Brown’s family claims the evidence doesn’t corroborate Wilson’s story – but the grand jury disagreed. In fact presented with a range of possible charges – from involuntary manslaughter to first-degree murder – the grand jury chose none of the above, letting Wilson go free.
“They are the only people that have heard and examined every witness and every piece of evidence,” St. Louis County prosecutor Bob McCulloch said in announcing the decision not to indict.
That’s true … the grand jury met for seventy hours. They heard testimony from sixty witnesses (white and black). They meticulously examined the ninety seconds that elapsed between Wilson identifying Brown and the flurry of gunfire that struck him down.

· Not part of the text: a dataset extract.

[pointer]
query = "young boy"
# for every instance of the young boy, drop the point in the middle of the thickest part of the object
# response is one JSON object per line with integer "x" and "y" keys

That thoroughness did not impress one racial agitator.
“Let the record be clear,” Rev. Al Sharpton said to the grand jury. “You have broken our hearts, but you have not broken our backs. We are going to continue to pursue justice.”
Sharpton is correct when he says Wilson’s case is not done. The U.S. Department of Justice – which was furious over leaks allegedly emanating from the grand jury room – could still file a civil rights claim against him. And there’s the likelihood of a wrongful death suit being brought by Brown’s family.
More relevant to Wilson? The threat of vigilante “justice,” a possible offshoot of the ongoing unrest in Ferguson – where a militarized police state was back out in full force this week confronting fresh violence deemed to be “worse than the worst night we had in August.”
And for what?
Don’t get us wrong … white or black, unjustified shootings by police are frightening for lovers of liberty to contemplate.
“The judicial system as we’ve constructed it just isn’t equipped — or even willing — to hold officers accountable for shootings and other offenses,” Jamelle Bouie wrote for Slate. “Or put differently, the simple fact is that the police can kill for almost any reason with little fear of criminal charges.”
That’s a disturbing state of affairs … but it’s also one no citizen would ever need to worry about in the event our “independent wire” proposal for law enforcement were adopted. Let’s hope that happens sooner rather than later … as such a system would protect citizens’ rights as well as police officers from being falsely accused.
In other news related to this ongoing drama, the National Guard presence in Ferguson is expected to climb from 700 to 2,200 in the aftermath of the violence that erupted in the aftermath of the grand jury announcement.